I have this picture framed in our foyer. |
Did you know that I play the cello?
I should probably amend that statement to say "I played the cello" or "I can play the cello," as I am (sadly) not actively playing the cello right now. But I did play for 12 years, and loved it. I made lasting friendships and didn't (totally) mind the twice-weekly evening rehearsals through college. Let's just say the group got used to seeing me on Thursday nights already dressed and ready to go out afterwards :)
A few years ago, I attempted to take the cello and the symphony orchestra back up as a young professional with a local community orchestra here in town. I lasted all of 4 months. Two concerts later (including a special Christmas concert where I was given the wrong sheet music and had to fake-play along while in the front rows - thankfully, I am good at that), I was bored. I didn't have any friends in there to make the weekly rehearsals more fun. My schedule was tight enough without adding in the commutes to and from the varying rehearsal halls. Little things like repeating sections over and over to get them right were starting to irk me.
Ultimately though, it came down to a much more shallow and ridiculous factor.
Fact: What really tired me out on the whole orchestra thing was that there were no cute guys with whom to flirt the rehearsals away. Yes, I am that girl. I joined an extracurricular activity to meet boys.
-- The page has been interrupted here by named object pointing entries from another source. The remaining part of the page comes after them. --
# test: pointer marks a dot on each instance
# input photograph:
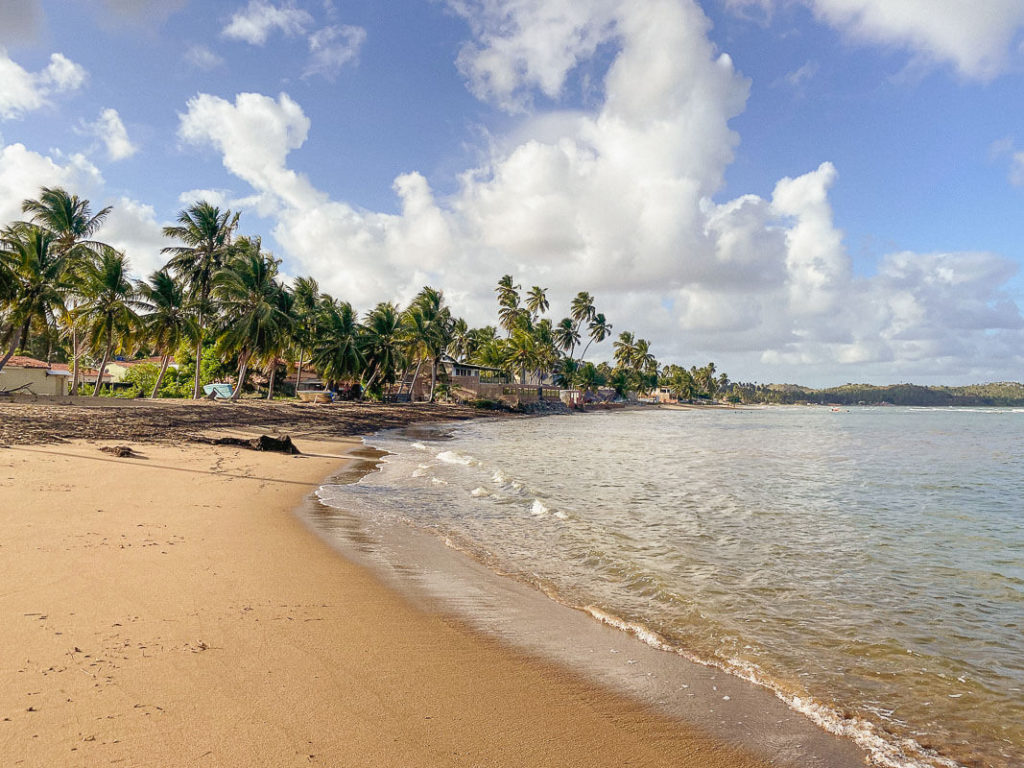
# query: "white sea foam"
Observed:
(883, 753)
(454, 457)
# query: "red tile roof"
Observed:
(19, 360)
(82, 370)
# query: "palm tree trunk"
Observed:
(243, 370)
(74, 357)
(433, 379)
(298, 372)
(102, 367)
(273, 372)
(164, 363)
(404, 373)
(373, 378)
(199, 347)
(13, 347)
(412, 386)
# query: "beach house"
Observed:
(29, 376)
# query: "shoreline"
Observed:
(161, 616)
(525, 617)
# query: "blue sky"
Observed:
(803, 190)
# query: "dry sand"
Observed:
(170, 610)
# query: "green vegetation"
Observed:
(220, 311)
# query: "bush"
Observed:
(124, 393)
(143, 376)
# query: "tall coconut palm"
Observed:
(582, 308)
(336, 352)
(537, 302)
(273, 355)
(69, 217)
(382, 341)
(169, 317)
(625, 349)
(71, 220)
(510, 314)
(110, 309)
(566, 336)
(524, 352)
(432, 323)
(206, 232)
(252, 321)
(39, 279)
(307, 296)
(599, 330)
(462, 340)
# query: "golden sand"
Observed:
(171, 610)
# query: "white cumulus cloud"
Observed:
(621, 202)
(110, 129)
(24, 172)
(23, 91)
(333, 47)
(202, 57)
(255, 22)
(977, 39)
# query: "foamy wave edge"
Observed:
(882, 752)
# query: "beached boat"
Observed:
(219, 391)
(315, 395)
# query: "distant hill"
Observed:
(1004, 393)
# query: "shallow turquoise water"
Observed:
(866, 565)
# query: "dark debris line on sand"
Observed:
(185, 422)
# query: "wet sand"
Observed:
(171, 609)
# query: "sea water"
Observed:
(865, 565)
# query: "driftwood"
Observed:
(263, 442)
(122, 452)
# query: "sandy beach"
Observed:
(170, 609)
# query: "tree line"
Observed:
(219, 304)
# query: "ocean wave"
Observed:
(887, 754)
(454, 457)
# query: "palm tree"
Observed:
(170, 317)
(510, 314)
(429, 324)
(206, 232)
(68, 217)
(625, 349)
(582, 309)
(566, 336)
(272, 355)
(306, 293)
(253, 323)
(462, 340)
(71, 220)
(382, 340)
(110, 307)
(336, 352)
(600, 330)
(524, 352)
(537, 302)
(38, 279)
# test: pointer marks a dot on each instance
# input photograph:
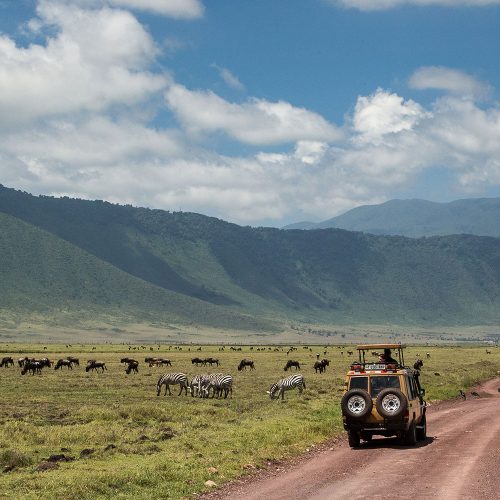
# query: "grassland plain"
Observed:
(165, 447)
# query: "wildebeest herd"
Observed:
(214, 385)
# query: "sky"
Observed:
(261, 112)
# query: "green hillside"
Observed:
(416, 218)
(185, 267)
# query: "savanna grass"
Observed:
(143, 446)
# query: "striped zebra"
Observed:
(287, 384)
(220, 384)
(172, 379)
(197, 384)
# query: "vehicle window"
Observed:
(377, 383)
(359, 383)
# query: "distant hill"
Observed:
(416, 218)
(136, 264)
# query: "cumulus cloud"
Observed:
(257, 121)
(97, 59)
(385, 113)
(449, 80)
(389, 4)
(180, 9)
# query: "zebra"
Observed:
(287, 384)
(172, 379)
(92, 364)
(219, 383)
(63, 362)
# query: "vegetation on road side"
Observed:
(120, 440)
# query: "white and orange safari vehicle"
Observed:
(383, 397)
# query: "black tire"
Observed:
(410, 437)
(353, 438)
(366, 436)
(422, 430)
(391, 404)
(356, 404)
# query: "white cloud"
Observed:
(230, 79)
(384, 113)
(449, 80)
(97, 59)
(389, 4)
(256, 122)
(180, 9)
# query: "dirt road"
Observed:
(459, 460)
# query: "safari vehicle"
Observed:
(383, 397)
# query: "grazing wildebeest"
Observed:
(63, 362)
(6, 362)
(291, 363)
(211, 361)
(127, 360)
(95, 365)
(132, 367)
(74, 361)
(32, 366)
(244, 363)
(172, 379)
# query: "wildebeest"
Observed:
(32, 366)
(211, 361)
(74, 361)
(6, 362)
(291, 363)
(95, 365)
(132, 367)
(63, 362)
(244, 363)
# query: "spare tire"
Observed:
(356, 404)
(391, 403)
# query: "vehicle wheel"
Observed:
(410, 438)
(422, 430)
(366, 436)
(356, 404)
(391, 403)
(353, 438)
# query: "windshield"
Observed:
(379, 382)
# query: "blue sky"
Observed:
(258, 112)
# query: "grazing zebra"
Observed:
(132, 367)
(172, 379)
(219, 383)
(321, 365)
(244, 363)
(95, 365)
(291, 363)
(7, 361)
(63, 362)
(287, 384)
(197, 382)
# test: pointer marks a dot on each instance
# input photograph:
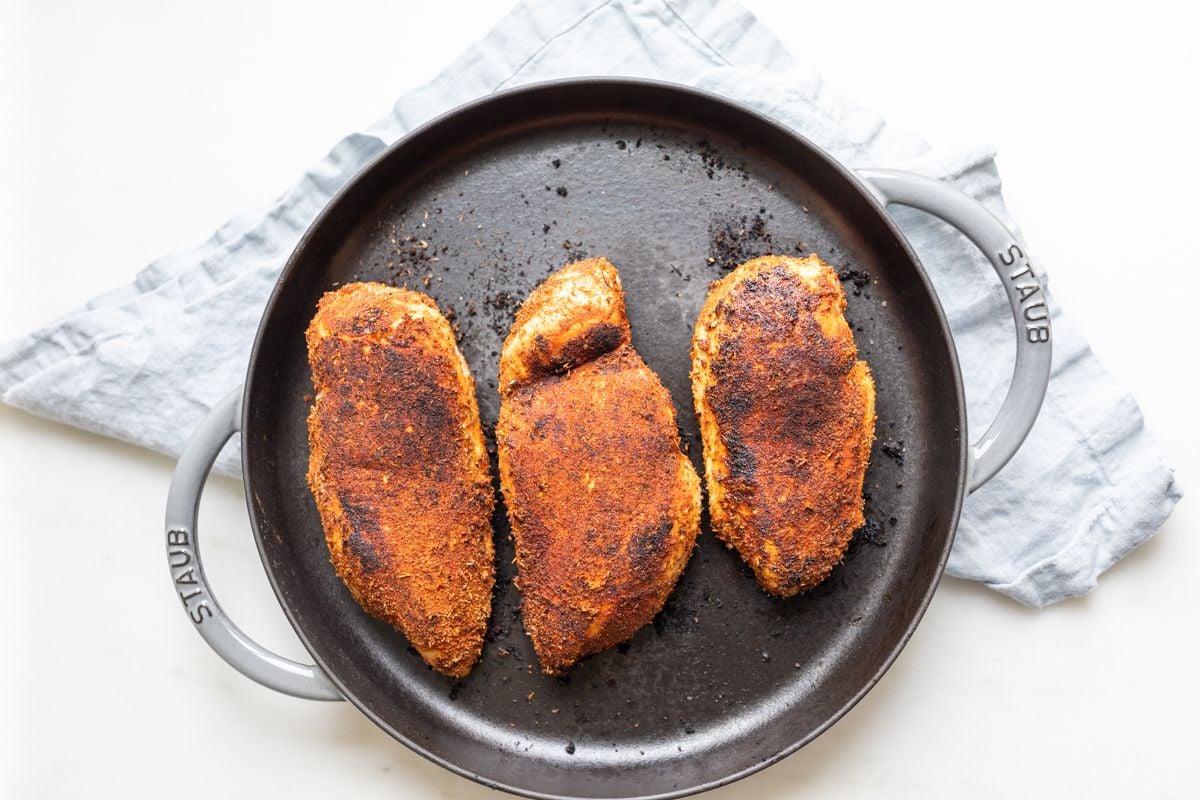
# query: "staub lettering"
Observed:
(181, 558)
(1032, 299)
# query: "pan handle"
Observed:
(1026, 296)
(187, 572)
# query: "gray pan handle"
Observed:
(1023, 283)
(187, 573)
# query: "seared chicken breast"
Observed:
(786, 413)
(604, 506)
(399, 469)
And it started WHEN I WAS 12. What can I say? Guys that play instruments (and yes, very often cellists) are smart AND cute AND make me laugh. Done and done.
Besides the fact that I don't have a need for that outlet anymore, that community group's average age of 45 was kind of a downer, too. There weren't even cute guys to LOOK at! Why bother?! :)
Get ready. The most random story resolution ever happens now.
Cute boy-watching aside, there is something that has stuck with me from all those days of playing the cello. I blame that hobby for my inability to wear my watch on the correct wrist (opposite of your writing hand). I always wear my watch on my right hand. And I am right-handed. It's a habit directly tied to the days in school when I'd be playing the cello almost every day, so wearing things on my left hand would interfere. Every time I'd move my hand up past the first positions, my watch would hit the cello. Rather than swap wrists for rehearsals, I instead have never worn the watch on the correct side. I still do this today, with no cello practice in sight. Old habits die hard, I guess?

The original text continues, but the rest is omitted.